To go straight to the desktop you need to be the only user of the computer, so there should be just one account - yours. You can't be logged on automatically if a password is required, so you must remove any that you have entered. This does make the computer slightly less secure, but a simple password would not prevent a determined hacker or thief from gaining access to your files anyway.

Go to the Control Panel, switch to Classic View and double click User Accounts. Click Remove your password, enter it and click Remove password.

Solve slow starting problems

Windows Vista sometimes starts very slowly, but the cause isn't always the same. If you have automatical updates turned on (it's actually a good idea), then when updates are installed they are often only partially installed. Windows files that are in used cannot be replaced whicle it is running, so you often see the updates installing as you shut down.

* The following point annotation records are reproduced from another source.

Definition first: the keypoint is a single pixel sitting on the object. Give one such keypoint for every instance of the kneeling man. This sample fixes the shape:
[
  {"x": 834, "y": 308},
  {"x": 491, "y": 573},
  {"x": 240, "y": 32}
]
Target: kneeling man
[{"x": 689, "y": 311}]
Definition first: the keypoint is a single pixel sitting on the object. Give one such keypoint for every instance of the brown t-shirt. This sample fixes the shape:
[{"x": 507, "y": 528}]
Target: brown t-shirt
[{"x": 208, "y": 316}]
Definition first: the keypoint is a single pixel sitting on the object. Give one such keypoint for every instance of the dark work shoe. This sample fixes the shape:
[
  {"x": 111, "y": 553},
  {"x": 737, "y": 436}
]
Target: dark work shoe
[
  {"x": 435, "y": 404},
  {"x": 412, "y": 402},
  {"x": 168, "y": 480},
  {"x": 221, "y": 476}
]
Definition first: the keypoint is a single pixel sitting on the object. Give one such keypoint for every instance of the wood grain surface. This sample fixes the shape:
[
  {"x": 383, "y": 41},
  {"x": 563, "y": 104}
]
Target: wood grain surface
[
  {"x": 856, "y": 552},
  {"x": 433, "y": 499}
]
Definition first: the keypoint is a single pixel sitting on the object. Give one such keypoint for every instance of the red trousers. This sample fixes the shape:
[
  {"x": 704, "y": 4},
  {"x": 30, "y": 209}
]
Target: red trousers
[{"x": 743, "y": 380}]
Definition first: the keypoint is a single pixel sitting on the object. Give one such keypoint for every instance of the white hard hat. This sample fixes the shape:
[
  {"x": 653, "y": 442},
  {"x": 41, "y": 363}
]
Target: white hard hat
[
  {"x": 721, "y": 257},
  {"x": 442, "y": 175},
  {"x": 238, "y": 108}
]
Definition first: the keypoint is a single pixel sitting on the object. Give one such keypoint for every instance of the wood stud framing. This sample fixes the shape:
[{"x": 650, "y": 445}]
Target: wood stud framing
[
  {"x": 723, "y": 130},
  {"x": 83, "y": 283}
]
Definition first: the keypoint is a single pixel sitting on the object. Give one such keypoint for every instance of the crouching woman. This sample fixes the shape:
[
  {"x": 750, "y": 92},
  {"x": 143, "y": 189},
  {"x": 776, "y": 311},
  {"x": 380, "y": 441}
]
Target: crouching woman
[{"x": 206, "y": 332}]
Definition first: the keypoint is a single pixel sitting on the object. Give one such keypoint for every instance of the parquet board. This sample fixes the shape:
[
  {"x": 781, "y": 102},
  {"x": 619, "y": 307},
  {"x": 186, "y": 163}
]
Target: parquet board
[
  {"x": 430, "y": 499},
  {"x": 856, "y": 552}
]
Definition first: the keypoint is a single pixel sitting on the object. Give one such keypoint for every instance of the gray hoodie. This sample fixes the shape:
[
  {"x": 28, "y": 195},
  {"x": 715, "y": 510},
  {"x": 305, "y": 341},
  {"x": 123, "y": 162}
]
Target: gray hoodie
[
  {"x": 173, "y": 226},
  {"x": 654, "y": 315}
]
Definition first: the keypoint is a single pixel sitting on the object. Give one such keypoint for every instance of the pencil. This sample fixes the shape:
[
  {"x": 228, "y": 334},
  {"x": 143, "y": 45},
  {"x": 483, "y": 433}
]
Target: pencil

They can be installed when Vista starts up too. After installing an update you may find that the next startup is slow. It's nothing to worry about and startup times will go back to normal afterwards.

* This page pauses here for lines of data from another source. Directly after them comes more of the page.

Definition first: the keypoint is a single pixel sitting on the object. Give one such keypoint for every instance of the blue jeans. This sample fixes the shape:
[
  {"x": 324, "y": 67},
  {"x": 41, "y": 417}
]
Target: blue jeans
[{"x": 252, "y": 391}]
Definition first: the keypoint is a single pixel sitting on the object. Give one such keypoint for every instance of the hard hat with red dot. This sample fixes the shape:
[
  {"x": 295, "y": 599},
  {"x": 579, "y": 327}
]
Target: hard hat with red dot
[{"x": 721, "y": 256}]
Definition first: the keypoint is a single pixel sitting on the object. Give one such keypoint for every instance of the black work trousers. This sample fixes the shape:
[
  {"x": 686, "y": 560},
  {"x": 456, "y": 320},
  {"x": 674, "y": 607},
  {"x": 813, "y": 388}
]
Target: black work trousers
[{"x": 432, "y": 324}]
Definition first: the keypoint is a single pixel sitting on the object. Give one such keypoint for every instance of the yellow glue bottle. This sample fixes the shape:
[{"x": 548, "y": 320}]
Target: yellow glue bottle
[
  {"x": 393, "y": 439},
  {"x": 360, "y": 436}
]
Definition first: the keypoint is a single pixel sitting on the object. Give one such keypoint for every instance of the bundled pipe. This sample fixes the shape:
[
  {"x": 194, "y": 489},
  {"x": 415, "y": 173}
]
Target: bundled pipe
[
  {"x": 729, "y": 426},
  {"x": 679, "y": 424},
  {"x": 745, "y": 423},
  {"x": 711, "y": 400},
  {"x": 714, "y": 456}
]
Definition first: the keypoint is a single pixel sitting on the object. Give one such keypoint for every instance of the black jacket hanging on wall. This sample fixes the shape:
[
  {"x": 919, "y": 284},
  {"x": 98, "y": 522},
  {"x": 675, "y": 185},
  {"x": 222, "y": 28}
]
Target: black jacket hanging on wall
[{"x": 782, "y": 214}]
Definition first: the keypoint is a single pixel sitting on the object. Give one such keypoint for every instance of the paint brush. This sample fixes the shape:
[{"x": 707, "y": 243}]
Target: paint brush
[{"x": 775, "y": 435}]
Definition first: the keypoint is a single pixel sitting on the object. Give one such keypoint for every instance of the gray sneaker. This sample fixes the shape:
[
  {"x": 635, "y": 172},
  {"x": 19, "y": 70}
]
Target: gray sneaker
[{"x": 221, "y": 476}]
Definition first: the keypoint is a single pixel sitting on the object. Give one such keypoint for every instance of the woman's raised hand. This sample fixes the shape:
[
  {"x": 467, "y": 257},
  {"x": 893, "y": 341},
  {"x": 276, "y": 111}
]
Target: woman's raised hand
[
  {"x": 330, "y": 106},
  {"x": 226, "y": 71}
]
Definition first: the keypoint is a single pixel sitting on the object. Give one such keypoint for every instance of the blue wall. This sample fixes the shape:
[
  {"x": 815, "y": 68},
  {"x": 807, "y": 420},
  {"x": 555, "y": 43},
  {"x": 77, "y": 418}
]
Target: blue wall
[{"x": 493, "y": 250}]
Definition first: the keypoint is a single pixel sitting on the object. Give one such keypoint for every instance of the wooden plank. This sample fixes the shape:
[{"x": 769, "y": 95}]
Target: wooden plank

If startup times are permanently slow then it is quite likely that a program, such as a driver or a utility, is loading with Windows and it's slowing it down. You need to find out what is loading with Windows and investigate each item to see whether it could be the cause of the problem.

The simplest utility to use is msconfig. It's been in Windows for a long time and it is still useful. Click Start and enter msconfig into the Search box. Press Return and it will start. select the Startup tab and take a close look at the programs that are listed. You can often tell what a program is from the Startup Item, Manufacturer and Command columns.

There is nothing here that is essential to Windows, so you could clear all the ticks and reboot, seeing if it is any faster. If the slow startup problem is cured then it must be one of the programs you disabled. Tick each program one by one and restart, noting how long startup takes. This will identify the problem program.

The slow startup problem might not be a regular program and it could be a service. This is a special type of program that loads with Windows and runs in the background. Select the Services tab and tick Hide all Microsoft Services. What's left is not essential to Windows (although it may be essential for the software you use). You can clear all the ticks and restart to see if it cures the problem. Tick them one by one and restart to find the problem program.

If you still haven't got to the root of the problem then a more powerful tool is required. Sysinternals AutoRuns is an excellent utility that displays everything that is loaded during Windows startup and it finds things that msconfig completely misses. Download it and run it or try this link to run a live version on the web. Click Run when prompted and then close Internet Explorer (AutoRuns tends to hide behind it).


To avoid information overload, select Options, Hide Microsoft and Windows entries, then click the Refresh button in the toolbar. What's left is what's been added by other companies and these are the most likely causes of slow startups. It can be hard trying to work out what is useful and what isn't, but the name, description, publisher and path information is often a big clue. You can stop a program from loading by clearing the tick against it.